Safety, a main goal of memory care communities

As it was already mentioned above, safety is one of the main goals all memory care communities share. Seniors who suffer from Alzheimer's disease often feel uncertain and confused, with the progression of their condition making everything worse. Within a memory care community, they stand a better chance of achieving that sensation of absolute safety. This is because they have access to a safe and secure living environment, with specific measures destined to prevent them from wandering.

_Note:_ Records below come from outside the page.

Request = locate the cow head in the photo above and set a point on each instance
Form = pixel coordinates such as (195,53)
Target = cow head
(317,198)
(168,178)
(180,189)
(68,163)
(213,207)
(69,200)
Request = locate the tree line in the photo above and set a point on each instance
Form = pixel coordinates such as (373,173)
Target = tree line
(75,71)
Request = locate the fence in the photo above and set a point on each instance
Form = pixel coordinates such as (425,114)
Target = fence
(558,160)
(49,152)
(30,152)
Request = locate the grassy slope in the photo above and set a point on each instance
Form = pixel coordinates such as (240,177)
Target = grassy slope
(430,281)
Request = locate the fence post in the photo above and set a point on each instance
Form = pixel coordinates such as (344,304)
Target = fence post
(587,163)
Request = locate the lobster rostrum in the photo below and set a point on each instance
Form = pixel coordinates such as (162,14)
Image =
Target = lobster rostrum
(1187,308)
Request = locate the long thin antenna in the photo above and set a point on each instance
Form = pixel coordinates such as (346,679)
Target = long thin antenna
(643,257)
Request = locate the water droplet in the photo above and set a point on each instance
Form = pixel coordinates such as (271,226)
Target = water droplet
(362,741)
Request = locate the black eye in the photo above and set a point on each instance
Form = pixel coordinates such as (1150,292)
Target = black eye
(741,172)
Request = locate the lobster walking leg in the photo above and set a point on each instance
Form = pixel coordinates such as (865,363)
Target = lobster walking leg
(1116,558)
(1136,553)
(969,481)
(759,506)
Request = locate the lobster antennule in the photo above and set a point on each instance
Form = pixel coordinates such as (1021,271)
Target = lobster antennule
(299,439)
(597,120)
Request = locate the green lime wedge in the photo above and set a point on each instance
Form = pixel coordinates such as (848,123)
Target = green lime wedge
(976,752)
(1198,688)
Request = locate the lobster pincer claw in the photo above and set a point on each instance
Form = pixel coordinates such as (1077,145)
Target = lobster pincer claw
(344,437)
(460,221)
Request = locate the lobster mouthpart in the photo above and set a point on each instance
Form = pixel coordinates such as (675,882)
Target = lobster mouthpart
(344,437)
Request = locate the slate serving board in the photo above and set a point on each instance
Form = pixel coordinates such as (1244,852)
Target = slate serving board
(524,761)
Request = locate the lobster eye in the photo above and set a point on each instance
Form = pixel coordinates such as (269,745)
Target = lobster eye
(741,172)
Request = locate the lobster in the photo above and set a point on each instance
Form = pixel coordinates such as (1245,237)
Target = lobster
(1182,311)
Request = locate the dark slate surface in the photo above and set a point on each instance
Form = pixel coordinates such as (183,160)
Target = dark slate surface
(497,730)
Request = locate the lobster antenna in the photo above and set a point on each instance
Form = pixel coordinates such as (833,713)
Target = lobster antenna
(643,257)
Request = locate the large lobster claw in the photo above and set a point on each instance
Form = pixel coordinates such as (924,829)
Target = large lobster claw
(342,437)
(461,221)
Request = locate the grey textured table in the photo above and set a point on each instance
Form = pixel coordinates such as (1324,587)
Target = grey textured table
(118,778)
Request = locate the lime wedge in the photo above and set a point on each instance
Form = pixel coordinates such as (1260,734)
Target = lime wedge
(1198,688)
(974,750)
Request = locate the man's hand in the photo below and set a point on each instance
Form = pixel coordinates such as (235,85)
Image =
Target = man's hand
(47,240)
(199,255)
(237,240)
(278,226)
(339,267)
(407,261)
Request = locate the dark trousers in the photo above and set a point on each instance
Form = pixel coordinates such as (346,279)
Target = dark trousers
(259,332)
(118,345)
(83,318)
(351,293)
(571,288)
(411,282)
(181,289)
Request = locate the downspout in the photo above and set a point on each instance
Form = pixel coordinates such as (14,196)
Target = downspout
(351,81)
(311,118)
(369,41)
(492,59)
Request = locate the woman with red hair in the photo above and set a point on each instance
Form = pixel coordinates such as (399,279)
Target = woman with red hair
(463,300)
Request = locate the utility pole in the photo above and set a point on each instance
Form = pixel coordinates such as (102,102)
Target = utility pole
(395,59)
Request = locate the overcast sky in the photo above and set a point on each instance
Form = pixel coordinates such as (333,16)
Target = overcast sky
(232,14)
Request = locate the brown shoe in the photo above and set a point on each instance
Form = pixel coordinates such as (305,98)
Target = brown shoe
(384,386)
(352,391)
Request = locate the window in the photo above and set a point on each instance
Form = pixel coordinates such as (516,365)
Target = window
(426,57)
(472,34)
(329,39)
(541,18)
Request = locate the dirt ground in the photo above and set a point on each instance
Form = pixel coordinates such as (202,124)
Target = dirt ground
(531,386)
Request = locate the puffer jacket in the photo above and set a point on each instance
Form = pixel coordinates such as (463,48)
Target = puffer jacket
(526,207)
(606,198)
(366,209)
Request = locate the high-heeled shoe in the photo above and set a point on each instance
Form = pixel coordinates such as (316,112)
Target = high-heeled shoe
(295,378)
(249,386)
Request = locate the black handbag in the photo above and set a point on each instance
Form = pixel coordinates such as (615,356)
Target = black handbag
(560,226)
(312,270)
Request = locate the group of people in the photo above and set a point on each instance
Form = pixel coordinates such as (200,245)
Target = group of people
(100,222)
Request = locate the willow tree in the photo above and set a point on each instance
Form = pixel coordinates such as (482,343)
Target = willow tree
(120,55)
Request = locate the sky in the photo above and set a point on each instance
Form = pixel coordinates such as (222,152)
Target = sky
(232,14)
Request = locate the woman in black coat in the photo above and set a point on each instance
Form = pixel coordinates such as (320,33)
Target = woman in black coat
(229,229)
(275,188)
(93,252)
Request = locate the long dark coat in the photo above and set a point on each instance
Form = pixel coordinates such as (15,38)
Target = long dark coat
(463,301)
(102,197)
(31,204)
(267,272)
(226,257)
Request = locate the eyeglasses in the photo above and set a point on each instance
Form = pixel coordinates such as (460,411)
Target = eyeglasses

In many centers, residents are required to wear tracking bracelets. These allow the staff to monitor residents and their whereabouts at all times. From a different perspective, it is worth mentioning that these tracking bracelets offer residents more freedom to explore outdoor spaces. The staff can also contribute to a sense of security, helping residents deal with emotional upswings in a healthy manner. Given their experience and knowledge, they are able to handle situations involving hallucinations and paranoia, without anyone getting hurt. This is a significant advantage to consider, particularly when it comes to those who suffer from advanced forms of dementia.